Die Pflege nach der LAGA:
Die Stadt der Gartenträume wird sie auch weiterhin bleiben. Flickschupark, Goethepark und Weinberg wurden in das Netzwerk Gartenträume im Sommer 2018 offiziell aufgenommen. Bedingung hierfür ist, dass diese Areale auch zukünftig ihre Pracht beibehalten, auch wenn Wechselflächen, Themengärten und ähnliche besonders pflegeintensive Abschnitte in den kommenden Wochen und Monaten wieder zurückgebaut werden. Auch wenn im Stadtrat derzeit noch über das Nachnutzungskonzept debattiert wird, gab Jörg Rehbaum den Ausblick, hierfür werde nicht der Bauhof der Stadt allein Sorge tragen. In erster Linie sollen Verträge mit regionalen Gartenexperten wie Burger Gartenbauunternehmen abgeschlossen werden. Die Pflege der LAGA-Flächen wird also, so schloss er, die regionale Wirtschaft unterstützen.

Traditionen:
Wirtschaft, Tourismus und Kultur sollen ebenso im durch die LAGA wiederbelebten Weinberg weiter gepflegt werden. Eine Weinlaube mit einer Bühne, wie sie im Sommer 2018 zahlreiche Gäste an die Ihle lockte, solle dafür ab 2019 betrieben und zum Austragungsort von Weinabenden, Konzerten, Lesungen und mehr werden. Burger Gastronomen haben sich bereits beworben.
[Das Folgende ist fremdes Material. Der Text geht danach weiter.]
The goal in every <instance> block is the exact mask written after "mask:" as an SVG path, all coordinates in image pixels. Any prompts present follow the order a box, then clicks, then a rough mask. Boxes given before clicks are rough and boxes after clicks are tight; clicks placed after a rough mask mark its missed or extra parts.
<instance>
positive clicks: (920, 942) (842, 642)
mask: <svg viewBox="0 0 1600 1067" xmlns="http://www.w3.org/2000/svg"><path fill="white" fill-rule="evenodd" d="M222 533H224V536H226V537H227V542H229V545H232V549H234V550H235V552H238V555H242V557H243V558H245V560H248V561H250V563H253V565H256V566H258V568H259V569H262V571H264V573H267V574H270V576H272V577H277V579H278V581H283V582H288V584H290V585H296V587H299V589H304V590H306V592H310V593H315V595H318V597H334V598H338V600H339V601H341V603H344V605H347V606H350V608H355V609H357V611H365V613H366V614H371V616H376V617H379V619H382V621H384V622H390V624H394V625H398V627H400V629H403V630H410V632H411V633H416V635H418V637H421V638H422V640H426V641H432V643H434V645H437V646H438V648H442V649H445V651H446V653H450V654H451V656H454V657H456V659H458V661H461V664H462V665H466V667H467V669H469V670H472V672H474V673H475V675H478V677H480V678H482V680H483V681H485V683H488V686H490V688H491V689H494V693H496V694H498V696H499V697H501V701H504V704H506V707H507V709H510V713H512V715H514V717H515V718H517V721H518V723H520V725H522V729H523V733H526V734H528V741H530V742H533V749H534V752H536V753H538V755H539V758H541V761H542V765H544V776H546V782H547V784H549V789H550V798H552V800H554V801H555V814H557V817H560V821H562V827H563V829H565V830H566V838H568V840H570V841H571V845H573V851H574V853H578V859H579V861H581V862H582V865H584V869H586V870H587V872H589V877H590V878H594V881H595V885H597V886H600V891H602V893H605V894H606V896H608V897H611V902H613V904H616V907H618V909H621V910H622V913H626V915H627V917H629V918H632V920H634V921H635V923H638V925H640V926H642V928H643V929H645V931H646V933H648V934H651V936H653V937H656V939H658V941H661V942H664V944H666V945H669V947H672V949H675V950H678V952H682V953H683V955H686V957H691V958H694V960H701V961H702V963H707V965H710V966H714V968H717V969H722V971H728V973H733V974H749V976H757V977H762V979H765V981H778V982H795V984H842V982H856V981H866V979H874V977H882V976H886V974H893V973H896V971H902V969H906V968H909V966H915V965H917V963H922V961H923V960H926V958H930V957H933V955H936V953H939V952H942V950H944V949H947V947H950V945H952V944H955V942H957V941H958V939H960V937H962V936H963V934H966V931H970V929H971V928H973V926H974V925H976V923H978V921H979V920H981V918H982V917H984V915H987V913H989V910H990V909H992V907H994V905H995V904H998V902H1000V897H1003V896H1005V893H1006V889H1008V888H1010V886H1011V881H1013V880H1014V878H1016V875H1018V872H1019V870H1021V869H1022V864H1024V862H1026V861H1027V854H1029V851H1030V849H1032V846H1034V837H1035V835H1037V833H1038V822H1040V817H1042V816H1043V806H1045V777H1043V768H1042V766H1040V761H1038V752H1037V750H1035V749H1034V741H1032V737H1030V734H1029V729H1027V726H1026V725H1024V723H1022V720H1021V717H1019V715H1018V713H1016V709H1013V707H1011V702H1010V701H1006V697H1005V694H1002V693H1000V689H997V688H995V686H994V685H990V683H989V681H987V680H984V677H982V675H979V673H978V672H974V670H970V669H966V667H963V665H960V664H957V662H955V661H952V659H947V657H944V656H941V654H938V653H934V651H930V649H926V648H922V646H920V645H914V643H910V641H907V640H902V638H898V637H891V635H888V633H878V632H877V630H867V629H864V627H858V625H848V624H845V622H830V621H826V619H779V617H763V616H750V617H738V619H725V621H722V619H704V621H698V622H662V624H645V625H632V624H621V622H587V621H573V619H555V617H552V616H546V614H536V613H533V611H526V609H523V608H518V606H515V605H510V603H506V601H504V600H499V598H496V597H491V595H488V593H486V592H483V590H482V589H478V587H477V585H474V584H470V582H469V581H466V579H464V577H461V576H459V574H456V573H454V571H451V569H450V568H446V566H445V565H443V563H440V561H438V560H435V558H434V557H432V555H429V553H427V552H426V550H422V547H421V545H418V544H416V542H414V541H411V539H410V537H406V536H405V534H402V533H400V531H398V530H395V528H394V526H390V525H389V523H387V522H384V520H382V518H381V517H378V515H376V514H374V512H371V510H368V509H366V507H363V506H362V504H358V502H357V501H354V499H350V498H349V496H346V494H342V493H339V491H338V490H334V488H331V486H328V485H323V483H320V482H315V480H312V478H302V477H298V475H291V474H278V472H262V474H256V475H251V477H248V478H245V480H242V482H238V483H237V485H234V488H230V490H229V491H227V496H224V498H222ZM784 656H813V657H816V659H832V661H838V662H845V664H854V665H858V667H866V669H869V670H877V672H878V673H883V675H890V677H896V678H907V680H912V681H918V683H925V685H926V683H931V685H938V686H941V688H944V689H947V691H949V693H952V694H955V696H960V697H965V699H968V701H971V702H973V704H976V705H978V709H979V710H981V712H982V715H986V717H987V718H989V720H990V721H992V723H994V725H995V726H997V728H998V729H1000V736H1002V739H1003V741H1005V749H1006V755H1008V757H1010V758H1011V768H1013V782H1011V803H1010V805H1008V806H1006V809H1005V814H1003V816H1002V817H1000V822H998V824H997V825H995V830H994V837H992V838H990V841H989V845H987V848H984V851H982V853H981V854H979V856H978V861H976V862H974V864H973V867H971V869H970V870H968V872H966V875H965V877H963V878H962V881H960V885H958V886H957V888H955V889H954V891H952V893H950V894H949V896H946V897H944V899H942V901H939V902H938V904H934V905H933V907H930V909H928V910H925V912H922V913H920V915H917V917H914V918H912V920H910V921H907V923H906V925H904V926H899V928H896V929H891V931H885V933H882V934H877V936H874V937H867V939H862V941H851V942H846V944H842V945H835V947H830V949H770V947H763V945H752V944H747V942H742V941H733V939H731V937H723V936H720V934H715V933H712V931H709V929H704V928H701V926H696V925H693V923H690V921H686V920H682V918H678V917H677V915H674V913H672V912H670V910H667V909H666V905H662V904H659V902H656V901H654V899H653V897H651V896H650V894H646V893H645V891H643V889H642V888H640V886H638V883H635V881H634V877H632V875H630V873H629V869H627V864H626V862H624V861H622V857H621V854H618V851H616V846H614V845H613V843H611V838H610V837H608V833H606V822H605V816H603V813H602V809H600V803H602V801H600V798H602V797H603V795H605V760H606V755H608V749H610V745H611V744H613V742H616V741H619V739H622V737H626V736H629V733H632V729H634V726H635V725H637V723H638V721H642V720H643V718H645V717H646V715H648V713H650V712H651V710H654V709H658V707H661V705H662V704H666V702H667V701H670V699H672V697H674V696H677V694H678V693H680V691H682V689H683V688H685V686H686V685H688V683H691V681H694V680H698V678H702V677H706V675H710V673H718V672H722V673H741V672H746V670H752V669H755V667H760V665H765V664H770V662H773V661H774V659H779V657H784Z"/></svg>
Für Veranstaltungen, die sich zu Burger Traditionen weiterentwickeln könnten, bot der Sommer jede Menge Ansatzpunkte und Ideen. 1.300 Veranstaltungen bestimmten das Treiben der Stadt an den 170 Landesgartenschautagen. Das Lichterfest im Flickschupark, Dinner in den Ihlegärten, lateinamerikanische Abende am Weinberg und Konzerte im Goethepark sind nur einige Beispiele für kulturelle Höhepunkte, die nach der LAGA nicht in Vergessenheit geraten sollen. Die weiten, frisch hergerichteten Areale bieten beste Voraussetzungen.

Fazit:
Die Einschätzungen der Gäste sagen alles: Burg entpuppte sich als großartiger Austragungsort und Gastgeber für eine großartige Landesgartenschau. Während andere Gartenschauen 2018 mit der Hitze und deren Auswirkungen des Rekordsommers kämpften, zeigte die Kreisstadt des Jerichower Landes „grüne Oasen“, so bezeichnete Erhard Skupch die gesunden und rundum gepflegten Gartenanlagen. Eine Herausforderung war die Hitzewelle dennoch. Bei Unwetterwarnungen und Temperaturen über 30 Grad wagten weniger Gäste als erwartet den Spaziergang durch die Parkanlagen. Am Sonntag, 7. Oktober 2018, dem letzten Tag, wurde der 300.000-ste Besucher begrüßt. Damit lag die tatsächliche Besucherzahl zwar weit unter der zuvor erstellten Prognose von 450.000, doch als Rückschlag für Burg könne das nicht gesehen werden, da sind sich Noack, Skupch und Rehbaum einig. Der Bürgermeister erklärte: „Man geht bei einer Gartenschau grundsätzlich nicht davon aus, dass ein finanzieller Gewinn erwirtschaftet wird. Mit Hilfe von Statistiken wird ermittelt, inwiefern sich das Projekt durch Eintrittskarten selbst finanziert und was fehlt. Der Austragungsort stellt anhand dieser Berechnungen einen Grundsockel zur Verfügung, der im Falle von Burg jetzt ganz einfach aufge-stockt werden muss. Das ist reine Mathematik.“ Zudem sei der große Erfolg der LAGA in Burg 2018 nicht unmittelbar in Zahlen auszudrücken. Neben Fördermitteln in Millionenhöhe, die beispielsweise in die Burger Infrastruktur flossen, profitierten Innenstadthändler und Gastronomen vom Konzept der „Stadtschau“, durch das Gäste der LAGA auch die Innenstadt kennenlernten. Besuchern aus ganz Deutschland präsentierten sich hier nicht nur die vier Parks, sondern eine ganze Stadt der Gartenträume, der Kultur und Geschichte, voll touristischer Attraktivität. Ministerpräsident Dr. Reiner Haseloff fand auf der Abschlussveranstaltung passende Worte und sprach von einer Gartenschau, von der Burger nachhaltig profitieren werden, gar von einem „historischen Ereignis“. Nach seiner Rede auf der Hauptbühne wurde der „Staffelstab“ an Bad Dürrenberg übergeben, dem Austragungsort der Sachsen-Anhaltinischen Landesgartenschau 2022. Mit einem Feuerwerk am Samstagabend und einem Ökumenischen Gottesdienst am Sonntag endete die Landesgartenschau Burg 2018 am vergangenen Wochenende.